Ammar Hathaleen, un bracciante agricolo di 32 anni, ha perso il lavoro in Israele quando è cominciata la guerra. “Ho sei figli, abbiamo tantissime spese,” spiega. “Da quando ho perso la mia fonte di reddito non ho altro modo di mantenerli.”
Ammar ha continuato a cercare lavoro in Cisgiordania, ma non ha trovato nulla. Per risparmiare ha cercato di mietere grano e altri prodotti nei suoi campi vicino al villaggio, ma l’esercito israeliano e i coloni gli hanno reso impossibile l’accesso ai suoi terreni.
Tagliati fuori dalle nostre terre
Il caso di Ammar illustra bene le grandi difficoltà che i contadini palestinesi affrontano in tutta la Cisgiordania, mentre le colonie finanziate dal governo israeliano impediscono sempre di più l’accesso alle loro terre. Storicamente Hebron e i villaggi come Umm Al-Khair che la circondano producevano la maggior parte dell’uva della Cisgiordania e, con la valle del Giordano, sono la zona dove si svolge la maggior parte della pastorizia nella regione.
Come tale non è un caso che i coloni abbiano strategicamente concentrato i loro attacchi in queste terre fertili. E con il sostegno dell’esercito israeliano le milizie dei coloni hanno preso il controllo di decine di migliaia di dunam [1 duman = 0,1 ettaro] di terre agricole.
Prima del 7 ottobre i contadini di Umm Al-Khair che volevano accedere alle proprie terre alla periferia delle colonie israeliane durante l’abbacchiatura delle olive e per arare dovevano procurarsi un’autorizzazione speciale dalle autorità israeliane. Tuttavia l’anno scorso Israele ha sospeso il meccanismo di coordinazione, impedendo del tutto a molti contadini di Umm Al-Khair l’accesso alle proprie terre.

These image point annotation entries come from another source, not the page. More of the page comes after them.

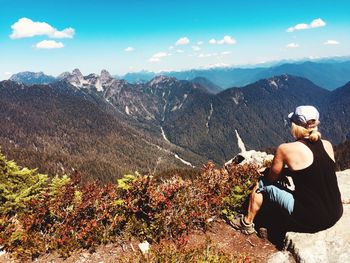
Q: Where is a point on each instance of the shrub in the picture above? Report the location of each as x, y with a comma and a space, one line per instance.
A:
40, 216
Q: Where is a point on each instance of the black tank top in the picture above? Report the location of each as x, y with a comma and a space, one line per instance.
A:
317, 197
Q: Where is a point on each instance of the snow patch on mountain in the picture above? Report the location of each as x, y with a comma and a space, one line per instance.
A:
163, 134
273, 83
209, 116
184, 161
127, 111
240, 143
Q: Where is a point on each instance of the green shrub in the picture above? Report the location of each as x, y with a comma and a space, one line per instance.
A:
38, 216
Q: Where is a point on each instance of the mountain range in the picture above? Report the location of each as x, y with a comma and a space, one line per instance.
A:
329, 74
326, 74
106, 127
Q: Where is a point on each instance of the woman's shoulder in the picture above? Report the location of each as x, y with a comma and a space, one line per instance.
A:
329, 148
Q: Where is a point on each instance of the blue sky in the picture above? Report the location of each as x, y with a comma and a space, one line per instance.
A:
127, 36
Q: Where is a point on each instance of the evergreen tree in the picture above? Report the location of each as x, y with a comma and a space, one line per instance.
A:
17, 186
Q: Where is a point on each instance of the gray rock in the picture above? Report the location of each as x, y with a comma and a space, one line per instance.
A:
280, 257
331, 245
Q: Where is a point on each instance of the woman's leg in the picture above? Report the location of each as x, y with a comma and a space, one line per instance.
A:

In pratica i palestinesi delle colline a sud di Hebron sono ridotti a pascolare il proprio bestiame entro un raggio di 100 metri dal centro delle comunità, mentre i pastori delle colonie portano le loro greggi a brucare su terre di proprietà privata palestinese coltivata a grano e orzo.
Negli ultimi 15 mesi abbiamo anche subito un numero di attacchi senza precedenti da parte dei coloni, che entrano regolarmente nel villaggio per aggredire gli abitanti spruzzando spray al peperoncino, ci attaccano con bastoni e rubano il nostro legname. All’inizio del mese i coloni di Carmel hanno mandato enormi droni sopra il nostro villaggio aggravando intimidazioni e sorveglianza della nostra vita quotidiana.
Nel frattempo fronteggiamo anche un aumento di violenza proveniente da Havat Shorashim, un avamposto fondato nel 2022, tecnicamente illegale persino ai sensi della legislazione israeliana sebbene l’esercito lo protegga e lo rifornisca di servizi. A partire da luglio un gruppo di pastori coloni di questo avamposto ha cominciato a invadere le nostre terre agricole per tagliare i tubi dell’acquedotto del villaggio, l’unica fonte idrica per l’intera comunità. Ogni volta li ripariamo, ma dopo qualche giorno o settimana un colono arriva e li danneggia di nuovo.